A Qualitative Study on the Consumption of Edible Insects in the Context of Sustainability
Chapter from the book:
Solunoğlu,
A.
(ed.)
2026.
TOURGASTREC II.
Synopsis
Rapid and disproportionate population growth, climate change, and the accelerated depletion of natural resources have rendered the sustainability of existing food systems increasingly questionable, thereby intensifying interest in alternative protein sources. This study aims to examine the perceptions, attitudes, and evaluations of individuals with awareness of the topic regarding the consumption of edible insects within the context of sustainability, using a qualitative research approach.
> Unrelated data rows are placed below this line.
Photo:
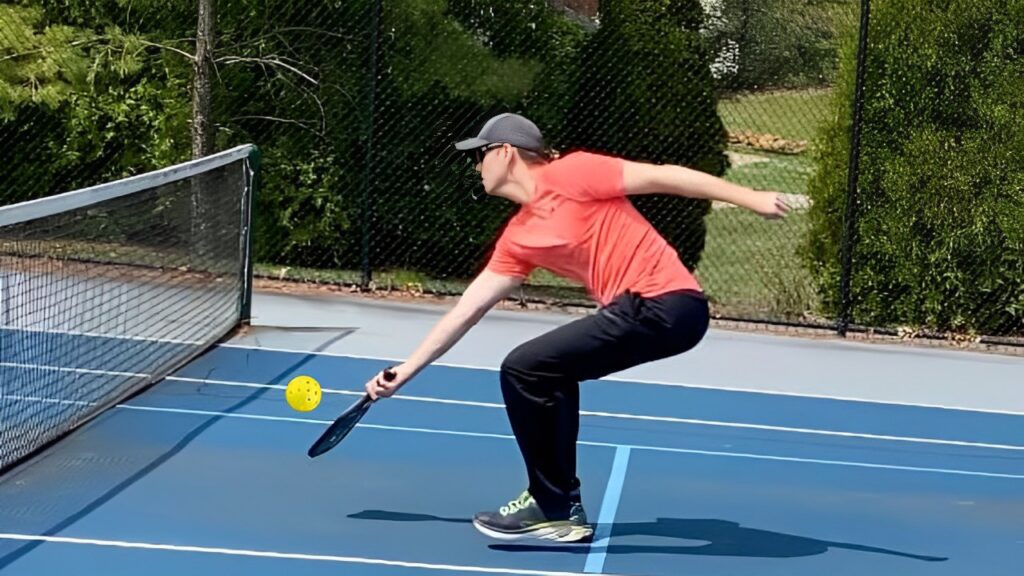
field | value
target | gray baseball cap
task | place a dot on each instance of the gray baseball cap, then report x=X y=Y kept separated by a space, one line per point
x=507 y=128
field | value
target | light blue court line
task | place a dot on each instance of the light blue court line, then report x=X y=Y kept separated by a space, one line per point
x=582 y=443
x=606 y=517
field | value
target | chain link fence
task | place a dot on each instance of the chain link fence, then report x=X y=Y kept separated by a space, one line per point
x=895 y=127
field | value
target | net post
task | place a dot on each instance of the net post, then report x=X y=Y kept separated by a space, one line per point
x=252 y=173
x=853 y=171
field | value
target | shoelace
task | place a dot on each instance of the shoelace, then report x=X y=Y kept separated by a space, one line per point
x=515 y=505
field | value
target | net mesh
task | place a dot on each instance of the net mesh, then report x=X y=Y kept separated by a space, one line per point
x=103 y=298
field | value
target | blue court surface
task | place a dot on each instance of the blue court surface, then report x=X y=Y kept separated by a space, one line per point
x=206 y=472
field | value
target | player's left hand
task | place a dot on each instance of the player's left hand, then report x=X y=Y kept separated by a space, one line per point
x=381 y=386
x=771 y=205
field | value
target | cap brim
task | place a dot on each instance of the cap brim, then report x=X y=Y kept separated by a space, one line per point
x=471 y=144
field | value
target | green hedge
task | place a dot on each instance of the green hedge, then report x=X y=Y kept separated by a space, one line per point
x=940 y=235
x=646 y=93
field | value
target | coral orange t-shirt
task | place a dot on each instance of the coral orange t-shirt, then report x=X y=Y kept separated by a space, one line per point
x=580 y=224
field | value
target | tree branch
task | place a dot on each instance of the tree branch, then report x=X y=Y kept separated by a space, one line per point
x=274 y=62
x=298 y=123
x=171 y=48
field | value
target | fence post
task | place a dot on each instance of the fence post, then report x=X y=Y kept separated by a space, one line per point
x=850 y=215
x=368 y=214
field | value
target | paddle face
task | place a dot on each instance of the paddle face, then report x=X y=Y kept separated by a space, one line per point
x=343 y=423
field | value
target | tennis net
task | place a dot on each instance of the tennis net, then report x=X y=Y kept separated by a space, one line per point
x=108 y=289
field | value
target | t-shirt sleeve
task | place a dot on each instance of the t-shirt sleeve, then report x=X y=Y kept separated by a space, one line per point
x=588 y=176
x=505 y=262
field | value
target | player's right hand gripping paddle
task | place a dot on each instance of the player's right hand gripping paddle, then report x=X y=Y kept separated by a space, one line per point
x=344 y=423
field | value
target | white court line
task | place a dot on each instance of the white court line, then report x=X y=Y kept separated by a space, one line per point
x=282 y=556
x=622 y=416
x=652 y=382
x=586 y=413
x=100 y=335
x=583 y=443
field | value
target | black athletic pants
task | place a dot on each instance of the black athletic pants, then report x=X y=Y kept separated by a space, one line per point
x=541 y=378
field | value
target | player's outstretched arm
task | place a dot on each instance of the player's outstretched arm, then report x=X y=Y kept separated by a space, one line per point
x=639 y=177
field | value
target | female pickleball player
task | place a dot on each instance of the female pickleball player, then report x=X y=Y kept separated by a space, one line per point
x=574 y=219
Edible insects stand out among these alternatives due to their relatively low environmental impact and high nutritional value. However, despite their technical and environmental advantages, the literature indicates that the social acceptance of insect consumption remains limited. Designed within a qualitative research framework, this study seeks to provide an in-depth understanding of how perceptions toward edible insect consumption are formed. Data were collected through semi-structured interviews conducted with 10 participants, including general consumers, academics, individuals working in the field of gastronomy, and students. The data obtained were analyzed using thematic analysis. The findings reveal that participants theoretically accept edible insects as a sustainable and edible alternative; however, this acceptance remains limited in practice due to factors such as disgust, cultural habits, ethical concerns, and socio-demographic characteristics. While processed / modified insect-based products are perceived as more acceptable compared to direct consumption, the use of insects in restaurant and tourism contexts is found to have a niche and conditional potential. The study demonstrates that the consumption of edible insects is not merely a technical solution for sustainability, but rather a multi-layered issue encompassing cultural, ethical, and social dimensions.